Here you are not talking about speed of light; you are talking about speed of flicking of wrist. Let's say that I flick my wrist by an angle $\alpha$. The distance traveled by the spot will be $\tan \alpha$ times the distance between Earth and Moon.
(First imagine the scenario, and then continue reading this.)
$\tan \alpha$ is not necessarily between $-1$ and $1$, but $\alpha$ is surely a small angle (if the angle is $45°$, then the flicking will lead it to the distance away (the distance between Earth and Moon), which definitely is not on the Moon! So it should be much smaller). So $\tan \alpha$ is smaller than one. But also it took mere seconds for me to do so and the distance is also big. So the speed should be a big number.

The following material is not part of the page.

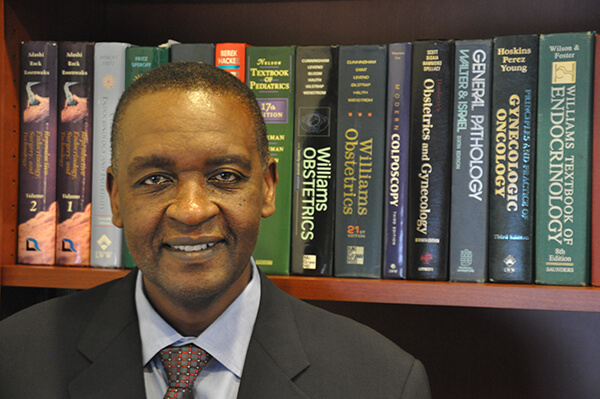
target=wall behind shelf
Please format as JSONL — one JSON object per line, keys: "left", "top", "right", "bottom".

Doing the math, if you flick your hand by $0.00000001°$, the point would cover one meter on the moon. And the time it takes to move your hand is obviously in huge negative powers of ten (it might be even less than $3.33564095 \times 10^{-9}$, which light takes to cover one meter). And this number's reciprocal is the speed
 by which the point moved.
A: It is impossible to break the speed of light for a simple reason. The speed of light depends on the properties of empty space- permittivity and permeability values alone. Empty space has to change character before the speed of light is changed. This by the way is general for any wave motion and the present confusion could be comming from imagining light as particles.. The photon is not a particle, it is the probability of finding energy in a certain point- Otherwise you run into all sorts of difficulties like the size of a photon of extreemely long wavelenghts for example.
So even in sound waves in a homogeneous medium it is impossible for sound to exceed the speed of sound determined by the medium properties. Motion of objects producing and receiving sound can only change the frequency of it. The speed of sound can be truly changed only if the medium as a whole moves. Which in the case of light requires vacuum itself to move, which is unheard off if not impossible.

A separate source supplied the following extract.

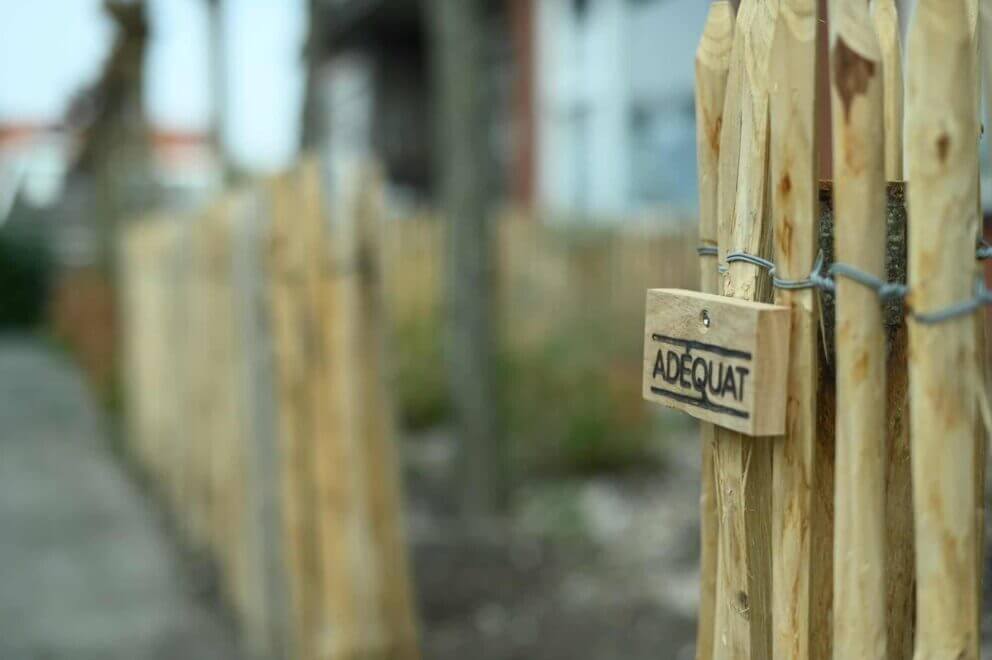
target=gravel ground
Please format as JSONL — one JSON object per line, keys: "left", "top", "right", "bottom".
{"left": 0, "top": 335, "right": 242, "bottom": 660}
{"left": 404, "top": 426, "right": 701, "bottom": 660}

Then you need a method to determine the speed of a light pulse for example. You need to see the pulse as it starts and ends at a different position and time it to find out the speed. If you say you can see the two spots as they reflect back from the moon, this would then be like seeing two galaxies at the same time and reflecting this back on the speed of light. The two photons are coming from two different sources like the two galaxies.To do a proper test, you need to send a light pulse to a 45 degree mirror on the moon, travel to another mirror on its surface, then receive it back on earth and time the flight, which will clearly produce the usual speed of light.